С этими словами Конджерс шагнул в проход между партами и медленно двинулся в сторону Чарльза. Вряд ли даже профессиональный борец выглядел бы более внушительно и грозно. Чарльз тоже встал и шагнул в проход. Он посмотрел в глаза Конджерсу и преградил ему путь, встав поперек прохода, широко расставив ноги и сложив на груди руки. При этом он наклонил голову и прищурился. Конджерс остановился футах в четырех от него. Несколько секунд, показавшихся Джоджо вечностью, они смотрели друг на друга, словно устроив перед неминуемой дракой игру в гляделки.
Первым перешел к активным действиям Конджерс: медленно, не провоцируя противника резкими движениями, он ткнул указательным пальцем в сторону Чарльза — раз, другой, третий, при этом все же не касаясь его. Все тем же сухим сдавленным голосом он сказал:
— Значит, так, мудила: еще раз пасть разинешь, и… — Он опять замолчал, не договорив.
— И что, что тогда, придурок? — поинтересовался Чарльз.

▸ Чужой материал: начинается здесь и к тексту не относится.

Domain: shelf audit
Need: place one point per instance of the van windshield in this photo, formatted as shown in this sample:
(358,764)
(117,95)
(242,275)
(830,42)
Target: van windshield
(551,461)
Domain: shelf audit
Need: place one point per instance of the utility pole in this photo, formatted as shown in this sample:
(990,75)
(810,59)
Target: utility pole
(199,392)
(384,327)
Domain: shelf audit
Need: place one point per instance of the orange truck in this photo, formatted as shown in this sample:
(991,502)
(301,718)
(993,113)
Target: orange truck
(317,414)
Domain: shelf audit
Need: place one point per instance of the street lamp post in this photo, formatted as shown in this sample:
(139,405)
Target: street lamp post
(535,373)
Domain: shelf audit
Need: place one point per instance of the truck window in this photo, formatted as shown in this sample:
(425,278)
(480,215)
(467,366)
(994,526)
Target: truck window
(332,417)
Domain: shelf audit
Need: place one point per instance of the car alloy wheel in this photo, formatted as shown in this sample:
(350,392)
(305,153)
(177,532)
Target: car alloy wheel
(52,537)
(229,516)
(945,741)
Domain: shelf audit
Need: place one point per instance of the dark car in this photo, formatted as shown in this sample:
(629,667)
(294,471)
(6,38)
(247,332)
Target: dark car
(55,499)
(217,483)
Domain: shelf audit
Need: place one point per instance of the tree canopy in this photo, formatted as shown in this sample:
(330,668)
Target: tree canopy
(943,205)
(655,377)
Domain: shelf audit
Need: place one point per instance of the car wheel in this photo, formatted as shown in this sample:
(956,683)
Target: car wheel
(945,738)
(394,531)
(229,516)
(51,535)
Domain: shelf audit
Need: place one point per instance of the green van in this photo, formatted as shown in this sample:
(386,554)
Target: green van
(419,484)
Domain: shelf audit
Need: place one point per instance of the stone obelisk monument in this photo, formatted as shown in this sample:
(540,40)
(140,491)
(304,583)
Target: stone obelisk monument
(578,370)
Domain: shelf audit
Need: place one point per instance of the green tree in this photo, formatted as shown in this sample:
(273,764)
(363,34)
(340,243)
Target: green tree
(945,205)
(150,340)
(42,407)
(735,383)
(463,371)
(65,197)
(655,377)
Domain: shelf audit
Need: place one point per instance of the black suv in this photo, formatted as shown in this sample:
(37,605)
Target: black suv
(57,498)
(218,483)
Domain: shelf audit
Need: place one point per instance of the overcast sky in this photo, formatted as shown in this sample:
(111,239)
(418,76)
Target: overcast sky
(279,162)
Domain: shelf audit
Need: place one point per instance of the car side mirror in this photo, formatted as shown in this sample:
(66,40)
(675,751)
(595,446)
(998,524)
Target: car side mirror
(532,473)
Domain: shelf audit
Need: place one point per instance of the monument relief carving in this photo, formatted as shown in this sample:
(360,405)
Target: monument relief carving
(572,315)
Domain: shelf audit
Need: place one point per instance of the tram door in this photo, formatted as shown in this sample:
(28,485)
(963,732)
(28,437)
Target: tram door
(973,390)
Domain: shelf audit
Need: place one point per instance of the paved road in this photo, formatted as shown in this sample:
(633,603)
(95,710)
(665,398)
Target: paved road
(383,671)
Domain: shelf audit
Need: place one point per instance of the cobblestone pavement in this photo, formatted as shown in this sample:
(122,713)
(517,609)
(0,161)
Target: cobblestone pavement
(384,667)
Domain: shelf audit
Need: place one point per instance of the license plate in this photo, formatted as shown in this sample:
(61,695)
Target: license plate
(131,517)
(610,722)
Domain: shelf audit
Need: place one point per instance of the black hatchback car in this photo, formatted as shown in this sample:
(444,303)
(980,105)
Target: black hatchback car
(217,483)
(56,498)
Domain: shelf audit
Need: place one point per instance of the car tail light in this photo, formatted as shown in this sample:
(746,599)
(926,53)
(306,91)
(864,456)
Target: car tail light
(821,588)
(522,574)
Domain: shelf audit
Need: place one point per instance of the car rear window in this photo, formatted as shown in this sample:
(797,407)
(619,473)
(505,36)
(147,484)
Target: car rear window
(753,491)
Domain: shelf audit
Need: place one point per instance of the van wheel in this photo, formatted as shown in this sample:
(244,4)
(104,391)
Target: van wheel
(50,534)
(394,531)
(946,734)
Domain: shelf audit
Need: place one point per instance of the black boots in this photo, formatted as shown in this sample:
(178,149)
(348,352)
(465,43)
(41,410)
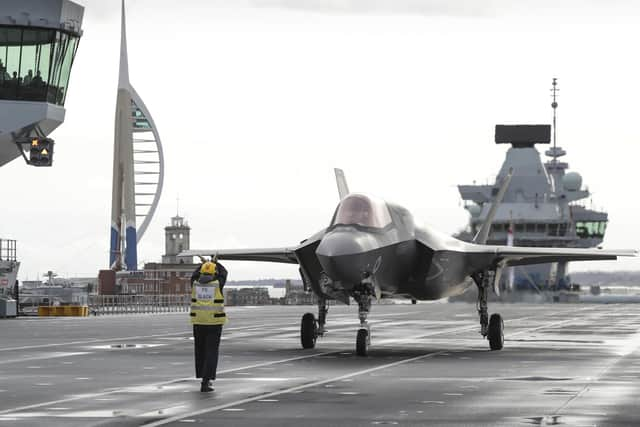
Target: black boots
(205,386)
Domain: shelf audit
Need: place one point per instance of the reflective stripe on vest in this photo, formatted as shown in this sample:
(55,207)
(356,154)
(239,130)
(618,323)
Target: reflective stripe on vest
(207,304)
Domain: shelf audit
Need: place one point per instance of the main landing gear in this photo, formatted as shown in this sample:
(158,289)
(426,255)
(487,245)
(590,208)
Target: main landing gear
(310,329)
(492,327)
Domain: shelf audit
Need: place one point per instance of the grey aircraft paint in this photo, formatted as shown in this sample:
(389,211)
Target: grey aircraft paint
(383,253)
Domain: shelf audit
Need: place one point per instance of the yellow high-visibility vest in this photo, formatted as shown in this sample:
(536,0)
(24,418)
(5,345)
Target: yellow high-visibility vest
(207,304)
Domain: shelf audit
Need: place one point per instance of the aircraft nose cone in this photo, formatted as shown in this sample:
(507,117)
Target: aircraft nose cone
(342,252)
(339,243)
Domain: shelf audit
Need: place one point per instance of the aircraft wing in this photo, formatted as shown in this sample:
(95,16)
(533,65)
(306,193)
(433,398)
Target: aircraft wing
(283,255)
(510,256)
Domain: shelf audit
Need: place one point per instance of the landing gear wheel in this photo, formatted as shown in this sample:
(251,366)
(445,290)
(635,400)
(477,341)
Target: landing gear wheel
(362,342)
(496,332)
(308,331)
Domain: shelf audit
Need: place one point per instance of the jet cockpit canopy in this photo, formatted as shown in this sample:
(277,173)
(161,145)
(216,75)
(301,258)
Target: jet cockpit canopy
(363,210)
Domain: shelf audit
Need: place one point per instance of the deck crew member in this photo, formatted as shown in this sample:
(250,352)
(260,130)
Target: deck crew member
(207,316)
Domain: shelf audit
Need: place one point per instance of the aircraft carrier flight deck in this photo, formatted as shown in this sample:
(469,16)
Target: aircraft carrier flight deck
(567,364)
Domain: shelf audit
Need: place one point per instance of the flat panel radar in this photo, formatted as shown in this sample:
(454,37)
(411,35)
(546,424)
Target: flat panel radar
(523,135)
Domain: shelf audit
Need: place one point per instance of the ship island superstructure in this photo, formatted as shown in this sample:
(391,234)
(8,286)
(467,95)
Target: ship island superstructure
(540,208)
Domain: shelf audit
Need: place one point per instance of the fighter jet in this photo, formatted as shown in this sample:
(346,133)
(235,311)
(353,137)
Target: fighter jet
(374,249)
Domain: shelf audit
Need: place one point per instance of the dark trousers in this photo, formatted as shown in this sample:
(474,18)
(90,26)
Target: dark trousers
(207,340)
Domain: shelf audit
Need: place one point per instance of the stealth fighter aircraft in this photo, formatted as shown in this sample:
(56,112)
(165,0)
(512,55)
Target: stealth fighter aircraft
(374,249)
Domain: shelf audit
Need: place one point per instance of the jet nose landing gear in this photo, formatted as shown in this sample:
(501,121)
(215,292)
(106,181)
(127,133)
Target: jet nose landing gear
(490,328)
(496,332)
(310,329)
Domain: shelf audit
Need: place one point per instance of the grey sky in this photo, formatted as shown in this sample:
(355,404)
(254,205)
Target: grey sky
(256,101)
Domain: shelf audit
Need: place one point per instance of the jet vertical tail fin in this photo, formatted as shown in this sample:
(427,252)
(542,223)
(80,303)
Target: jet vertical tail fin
(483,233)
(343,188)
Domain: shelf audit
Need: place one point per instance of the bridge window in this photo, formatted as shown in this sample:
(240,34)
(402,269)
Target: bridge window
(35,64)
(589,230)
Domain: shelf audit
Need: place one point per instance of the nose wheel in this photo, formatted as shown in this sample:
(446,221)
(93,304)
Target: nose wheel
(308,331)
(363,338)
(492,327)
(362,342)
(496,332)
(310,328)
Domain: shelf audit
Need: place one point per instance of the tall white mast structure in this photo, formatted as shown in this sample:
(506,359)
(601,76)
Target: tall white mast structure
(138,168)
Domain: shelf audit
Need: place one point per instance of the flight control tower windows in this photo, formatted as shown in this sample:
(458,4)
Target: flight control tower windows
(35,64)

Он поймал нужную интонацию и теперь всячески демонстрировал окружающим, как ему скучно разбираться со всякими молокососами и учить их уму-разуму. Ни один мускул на его лице не дрогнул. Он все так же неподвижно стоял, сложив руки на груди и скептически глядя на Конджерса.
Тот помолчал несколько секунд и грозно добавил:
— Ты меня слышал. — С этими словами он развернулся и, пробормотав вполголоса «мудак», вернулся на свое место.
В классе стояла мертвая тишина, ни смешка, ни хихиканья, даже ни единого громкого «уф» переводимого дыхания. Всем, включая и Джоджо, стало тревожно за судьбу такого сильного, но при этом явно безмозглого первокурсника, который именно в силу неумения предвидеть последствия своих слов и действий и отсутствия интуиции рискнул нарваться на конфликт с Его Крутейшеством Чарльзом. Первый результат был налицо: сам заварив кашу, он теперь отступил с поджатым хвостом.
Все еще находясь под впечатлением от происшедшего инцидента, Джоджо и Майк вернулись в свой «люкс» в общежитии. Они открыли окна, но на улице было так темно, что даже нельзя было рассмотреть на фоне неба ни башню библиотеки, ни трубу котельной. Джоджо удобно устроился в кресле и расслабился, но Майк, все еще не придя в себя, стал нервно ходить по гостиной из угла в угол. Так часто бывает с молодыми парнями: сама атмосфера драки, пусть даже несостоявшейся, впрыскивает им в кровь столько адреналина, что он еще долго продолжает в ней бурлить.
Майк сказал:
— Нет, но как его все-таки Чарльз достал. И «мудак», и «козел», а потом еще и «придурок». Наверное, даже на «ниггера» он бы меньше обиделся. Когда Конджерс из-за парты вылез и попер на Чарльза, я уж подумал, что сейчас…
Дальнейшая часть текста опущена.